Happy Birthday, OS/2
Today marks the 25th anniversary of the launch of IBM’s OS/2 operating system. At Time Techland, Harry McCracken has an excellent account of how OS/2 failed to head off Windows, but ended up as a strange zombie operating system. But the birthday brought to mind my own encounters with OS/2.
I first ran into it in its least known form, the original command-line version that was a joint venture with Microsoft. We had been running a proprietary 3Com LAN at the Washington office of BusinessWeek and 3Com decided to stop development of the software and migrate customers of Microsoft LAN Manager, which ran on OS/2. LAN Manager is one of those products about which the less said the better. The software was awful and the support non-existent. Before long, we switched over to the then-dominant LAN software, Novell Netware (which we stayed with for way too long, but that’s another story.) A couple years later, Microsoft released Windows NT Server and put LAN Manager out of its misery.

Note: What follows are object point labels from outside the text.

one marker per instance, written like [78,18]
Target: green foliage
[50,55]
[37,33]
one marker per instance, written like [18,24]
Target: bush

By the time OS/2 3.0 Warp, the alleged consumer version, shipping in 1994, I had switched jobs from editorial bureaucrat to tech pundit, so of course I had to try it. I scrounged up a PC–I didn’t have a large collection yet–and tried to install it. And tried. I eventually got it running but could not get it to recognize an NEC CD drive, at the time the most widely used optical disk reader. I eventually got IBM tech support to explain how to find the device drivers and install them manually, a process that convinced me that the only consumers who would ever use Warp had day jobs in IT.
By that time, Windows 3.11 at least worked pretty reliably and even the early betas of “Chicago,” which became Windows 95, convinced me that whatever its architectural flaws, it had OS/2 beat by a mile on usability. I think that when Windows 95 shipped, I installed it on my OS/2 system, and that was that.